El quinto sector se organiza también alrededor de un patio o cancha central que se comunica con el citado pasaje y muestra en su trazado el diseño típico de las colcas o depósitos a cielo abierto con acceso epimural. El sector fue, pues, el gran deposito o almacén oficial de los tributos recogidos en la región.

Finalmente, el sexto sector es un gran recinto dividido en dos, siendo una de las partes notoriamente más grande que la otra. Se trata al parecer de los corrales donde se guardaban los animales entregados por los tributarios comarcanos.

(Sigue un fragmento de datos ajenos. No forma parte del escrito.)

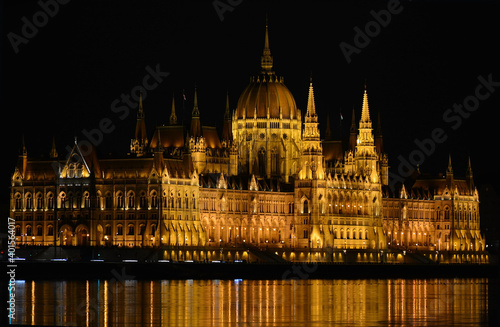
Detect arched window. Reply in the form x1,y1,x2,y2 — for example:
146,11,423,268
127,192,135,209
15,193,23,210
104,193,113,209
258,148,266,176
83,192,90,209
151,192,158,208
140,192,148,209
47,193,54,209
36,193,43,209
26,193,33,209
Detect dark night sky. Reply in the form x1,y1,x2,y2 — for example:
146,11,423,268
1,0,500,195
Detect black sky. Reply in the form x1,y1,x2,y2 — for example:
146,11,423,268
1,0,500,195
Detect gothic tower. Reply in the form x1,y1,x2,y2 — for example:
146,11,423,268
130,91,148,157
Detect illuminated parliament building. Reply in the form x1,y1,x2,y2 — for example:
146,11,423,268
10,21,487,262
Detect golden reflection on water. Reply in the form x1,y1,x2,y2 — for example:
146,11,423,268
12,278,488,327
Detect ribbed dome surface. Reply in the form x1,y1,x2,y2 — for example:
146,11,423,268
236,74,297,119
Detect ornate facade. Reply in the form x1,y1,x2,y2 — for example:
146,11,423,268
10,21,485,262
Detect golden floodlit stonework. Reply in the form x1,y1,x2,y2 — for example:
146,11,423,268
10,21,487,262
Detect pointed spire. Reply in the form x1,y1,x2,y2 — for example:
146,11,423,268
131,89,148,156
306,76,316,117
361,84,371,123
170,92,177,125
260,14,273,72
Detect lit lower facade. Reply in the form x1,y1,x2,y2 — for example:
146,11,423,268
6,21,485,262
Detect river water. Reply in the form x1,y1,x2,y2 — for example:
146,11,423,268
12,278,494,327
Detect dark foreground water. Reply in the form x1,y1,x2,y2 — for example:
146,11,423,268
12,278,495,327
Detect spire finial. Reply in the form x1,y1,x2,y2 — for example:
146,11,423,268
306,76,316,116
361,84,371,123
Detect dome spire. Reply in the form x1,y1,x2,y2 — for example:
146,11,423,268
260,14,273,73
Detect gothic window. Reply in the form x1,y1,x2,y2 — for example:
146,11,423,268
15,193,23,210
104,193,113,209
139,192,148,209
36,193,43,209
26,193,33,209
258,148,266,176
116,192,123,209
271,149,279,175
83,192,90,208
127,192,135,209
302,200,309,213
444,207,450,219
151,192,158,208
47,193,54,209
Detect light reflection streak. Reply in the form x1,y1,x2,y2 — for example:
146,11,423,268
16,278,489,327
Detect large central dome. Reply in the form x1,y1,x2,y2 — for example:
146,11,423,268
236,22,297,119
236,74,297,119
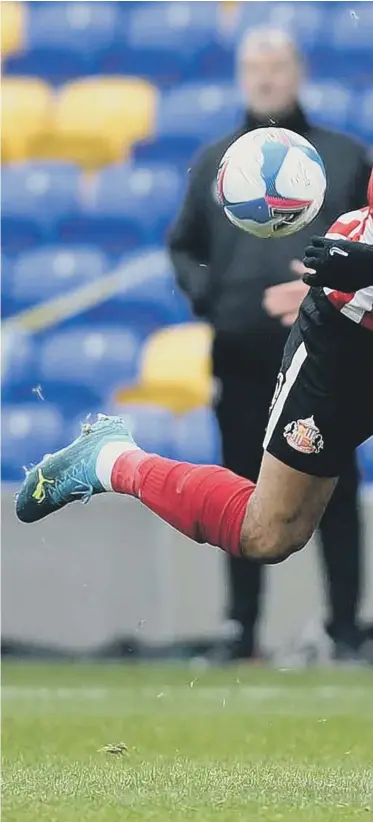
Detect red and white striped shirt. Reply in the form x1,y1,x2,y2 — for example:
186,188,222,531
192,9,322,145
324,206,373,331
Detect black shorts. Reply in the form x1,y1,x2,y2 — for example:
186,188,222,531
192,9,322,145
263,289,373,477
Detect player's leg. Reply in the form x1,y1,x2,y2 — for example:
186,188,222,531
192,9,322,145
17,292,373,562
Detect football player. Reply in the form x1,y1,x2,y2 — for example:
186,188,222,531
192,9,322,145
16,172,373,563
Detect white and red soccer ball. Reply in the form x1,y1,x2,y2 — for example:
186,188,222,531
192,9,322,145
217,127,326,237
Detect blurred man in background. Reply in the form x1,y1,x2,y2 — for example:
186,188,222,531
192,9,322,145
170,29,370,659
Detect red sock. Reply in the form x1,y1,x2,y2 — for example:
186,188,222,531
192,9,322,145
111,450,255,555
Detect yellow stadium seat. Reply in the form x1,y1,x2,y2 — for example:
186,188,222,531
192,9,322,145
33,77,157,169
1,0,27,58
115,323,212,414
1,77,53,162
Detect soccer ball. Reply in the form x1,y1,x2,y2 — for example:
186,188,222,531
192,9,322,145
217,127,326,237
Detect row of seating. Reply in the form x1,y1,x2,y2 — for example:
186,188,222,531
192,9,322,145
2,76,373,169
2,401,220,482
1,245,192,339
2,162,186,256
1,401,373,482
2,318,212,416
3,0,373,68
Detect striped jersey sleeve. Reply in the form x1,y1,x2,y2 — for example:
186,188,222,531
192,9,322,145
324,206,373,331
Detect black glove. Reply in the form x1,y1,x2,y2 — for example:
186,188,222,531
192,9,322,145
303,237,373,294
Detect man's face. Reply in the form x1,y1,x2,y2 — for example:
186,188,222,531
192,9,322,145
240,45,301,117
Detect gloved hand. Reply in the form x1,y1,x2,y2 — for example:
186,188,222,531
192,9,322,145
303,237,373,294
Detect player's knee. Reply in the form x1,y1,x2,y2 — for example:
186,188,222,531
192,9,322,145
241,524,311,565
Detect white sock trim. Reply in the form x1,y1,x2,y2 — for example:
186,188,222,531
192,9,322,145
96,441,139,491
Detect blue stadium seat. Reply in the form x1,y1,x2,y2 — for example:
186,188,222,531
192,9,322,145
133,134,201,171
350,89,373,145
1,330,38,403
10,246,110,308
1,162,80,254
302,81,353,131
116,248,192,335
61,163,183,256
329,2,373,52
27,2,122,55
5,2,124,84
1,254,13,318
174,408,221,465
1,401,66,482
237,2,325,49
111,403,175,458
328,2,373,81
127,0,219,53
156,83,243,140
38,325,140,413
98,43,190,88
121,0,219,87
358,437,373,482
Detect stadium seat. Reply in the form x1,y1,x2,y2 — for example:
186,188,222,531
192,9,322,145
115,248,192,335
358,437,373,483
1,0,27,60
122,0,219,87
329,2,373,51
98,43,186,89
155,83,243,141
350,89,373,145
116,323,212,414
28,2,121,54
1,254,13,319
132,134,201,171
1,400,65,481
32,77,157,169
111,403,175,458
2,163,80,254
1,326,38,402
236,2,325,49
6,2,122,84
302,82,352,131
63,164,182,256
127,0,219,53
10,246,110,309
1,79,53,162
173,408,221,465
38,325,140,413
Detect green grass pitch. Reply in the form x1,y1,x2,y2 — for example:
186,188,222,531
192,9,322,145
2,664,373,822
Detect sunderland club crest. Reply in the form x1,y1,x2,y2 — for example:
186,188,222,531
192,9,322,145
284,417,324,454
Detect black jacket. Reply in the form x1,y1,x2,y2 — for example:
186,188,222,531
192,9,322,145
170,108,370,366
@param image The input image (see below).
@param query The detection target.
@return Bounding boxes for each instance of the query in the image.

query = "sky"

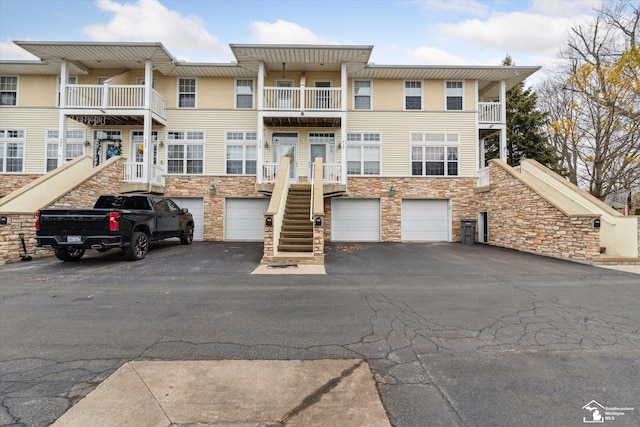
[0,0,607,81]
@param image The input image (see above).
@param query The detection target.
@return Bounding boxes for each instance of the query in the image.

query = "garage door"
[224,197,269,242]
[402,199,450,242]
[169,197,204,240]
[331,199,380,242]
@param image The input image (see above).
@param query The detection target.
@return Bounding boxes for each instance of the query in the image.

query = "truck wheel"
[180,225,193,245]
[53,246,84,261]
[124,231,149,261]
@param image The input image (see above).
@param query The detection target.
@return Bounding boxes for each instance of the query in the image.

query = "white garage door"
[402,199,450,242]
[331,199,380,242]
[224,197,269,242]
[169,197,204,240]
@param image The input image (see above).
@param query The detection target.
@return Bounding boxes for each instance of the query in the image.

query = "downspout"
[58,59,69,167]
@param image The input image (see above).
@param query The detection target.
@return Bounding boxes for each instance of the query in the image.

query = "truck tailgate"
[38,209,110,236]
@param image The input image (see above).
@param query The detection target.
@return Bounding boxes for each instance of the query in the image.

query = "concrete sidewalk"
[53,359,390,427]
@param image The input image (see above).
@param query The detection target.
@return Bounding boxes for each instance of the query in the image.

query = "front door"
[272,133,298,183]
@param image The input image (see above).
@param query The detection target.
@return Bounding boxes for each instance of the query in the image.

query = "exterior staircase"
[278,184,313,253]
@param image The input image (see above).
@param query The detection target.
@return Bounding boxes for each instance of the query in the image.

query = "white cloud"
[407,46,471,65]
[83,0,226,54]
[529,0,602,17]
[249,19,337,45]
[0,39,39,61]
[419,0,489,16]
[437,11,588,53]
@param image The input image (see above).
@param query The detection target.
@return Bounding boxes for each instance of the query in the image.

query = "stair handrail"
[265,156,291,255]
[309,157,324,221]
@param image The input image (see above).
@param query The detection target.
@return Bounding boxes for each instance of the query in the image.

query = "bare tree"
[540,0,640,199]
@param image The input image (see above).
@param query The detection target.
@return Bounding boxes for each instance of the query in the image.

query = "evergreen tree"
[486,55,558,169]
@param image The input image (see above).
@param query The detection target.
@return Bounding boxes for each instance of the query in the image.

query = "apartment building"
[0,41,638,261]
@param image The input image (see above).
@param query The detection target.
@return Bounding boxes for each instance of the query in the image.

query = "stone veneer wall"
[164,175,267,241]
[324,177,476,242]
[0,159,124,264]
[472,162,600,263]
[0,174,43,197]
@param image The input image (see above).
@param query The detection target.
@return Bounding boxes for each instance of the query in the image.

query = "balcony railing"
[124,162,164,186]
[309,163,342,184]
[478,102,502,123]
[64,84,167,117]
[263,87,342,111]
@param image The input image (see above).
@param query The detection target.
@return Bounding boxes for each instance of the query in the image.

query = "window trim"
[352,79,373,111]
[345,132,382,177]
[409,132,460,178]
[402,80,424,111]
[0,75,20,107]
[444,80,465,111]
[164,129,207,176]
[44,128,87,173]
[176,77,198,110]
[235,78,256,109]
[0,128,27,175]
[224,130,259,176]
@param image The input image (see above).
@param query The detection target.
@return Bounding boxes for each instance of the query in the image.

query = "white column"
[58,59,69,167]
[142,60,153,183]
[340,62,349,185]
[500,80,507,162]
[256,62,264,184]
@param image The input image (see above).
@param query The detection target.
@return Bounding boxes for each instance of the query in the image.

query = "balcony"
[262,87,343,112]
[62,84,167,119]
[478,102,502,124]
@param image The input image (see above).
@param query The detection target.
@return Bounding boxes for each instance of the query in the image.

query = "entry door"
[314,81,333,110]
[273,133,298,183]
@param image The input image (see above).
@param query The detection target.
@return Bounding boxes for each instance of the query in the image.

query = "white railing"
[263,87,342,111]
[309,163,342,184]
[65,84,167,117]
[149,165,164,187]
[304,87,342,111]
[477,168,489,187]
[124,162,164,186]
[262,163,279,182]
[478,102,502,123]
[264,87,300,110]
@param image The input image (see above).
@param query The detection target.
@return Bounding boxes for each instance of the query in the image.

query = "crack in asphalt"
[0,281,640,426]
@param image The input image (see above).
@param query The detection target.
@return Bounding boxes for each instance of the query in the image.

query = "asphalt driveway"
[0,242,640,426]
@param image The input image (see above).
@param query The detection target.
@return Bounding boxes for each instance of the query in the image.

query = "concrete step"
[278,244,313,252]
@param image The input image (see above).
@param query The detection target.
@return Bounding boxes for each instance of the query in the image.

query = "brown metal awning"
[67,115,164,127]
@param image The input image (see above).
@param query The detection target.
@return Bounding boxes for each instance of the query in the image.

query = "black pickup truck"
[36,194,193,261]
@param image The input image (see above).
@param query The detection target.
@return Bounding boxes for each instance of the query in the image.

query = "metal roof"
[229,44,373,74]
[0,41,540,90]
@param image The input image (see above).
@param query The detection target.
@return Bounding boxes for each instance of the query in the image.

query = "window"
[0,129,25,173]
[167,131,204,175]
[347,133,380,176]
[236,80,253,108]
[411,132,459,176]
[225,131,258,175]
[0,76,18,105]
[446,82,462,111]
[178,79,196,108]
[131,130,158,165]
[46,129,85,172]
[404,81,422,110]
[353,80,371,110]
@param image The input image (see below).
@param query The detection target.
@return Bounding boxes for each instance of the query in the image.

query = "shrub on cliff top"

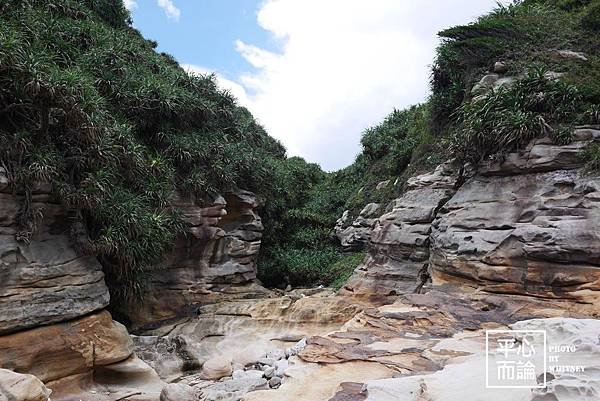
[451,69,579,164]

El diseño de Tambo Inga, si bien es cierto que muestra la clara organización, adecuada funcionalidad y ortogonalidad que son características de la arquitectura Inca, también acusa fuertemente influencia Yunga en el juego volumétrico, concepción espacial y técnica constructiva usados. El partido arquitectónico adoptado recuerda la forma de los Templos Provinciales que existen en Pachacamac: patio de ingreso delantero, terrazas escalonadas en forma de pirámide, sitios ceremoniales en la cima del monumento, elementos de servicio en la parte posterior y costados del conjunto. En buena cuenta, se trata de la habilidosa adaptación a un nuevo uso de una vieja forma constructiva. Transformación arquitectónica y utilización de formas ajenas, procedimientos en los que tan expertos fueron los Incas y que contribuyen a explicar el extraordinario éxito que tuvieron en su corto paso por la historia.

{mosimage}  

La organización de los espacios y disposición y forma de los volúmenes constructivos de Tambo Inga, muestran también una gran diferencia con la clásica manera Inca de diseñar conjuntos arquitectónicos. La típica forma de las kallankas, esos largos edificios uniespaciales, prácticamente ha desaparecido. Naturalmente, tampoco se usan los techos a dos o cuatro aguas, que han sido reemplazados por las sencillas y económicas techumbres planas, frecuentemente habilitadas como terrazas o azoteas. La eliminación del techo inclinado y de los problemas que representaban la unión lateral y/o el encuentro de varios de ellos, significó la posibilidad de abandonar la forma rectangular como patrón de diseño y de conjugar libremente varios rectangulares, aislados, alrededor de un espacio central y la arquitectura se hizo más rica y más compleja, adquiriendo una gran flexibilidad para adecuarse a las necesidades humanas y a las exigencias topográficas.

La construcción es totalmente costeña, tanto en los materiales cuanto en las técnicas y procedimientos empleados. Los muros son de tapial o adobe en su casi totalidad, existiendo unos pocos elementos construidos con los característicos adobes Inca. Los dinteles y vigas de la techumbre fueron de madera y caña, siendo iguales o parecidos a los usados en Pachacamac y la cobertura debió ser, con seguridad, un emparillado o retícula de caña, encimado por esteras o carrizos y forrado con una gruesa capa de barro.

Naturalmente, los paramentos de los muros estaban estucados con barro y pintados con los clásicos colores de la paleta Yunga.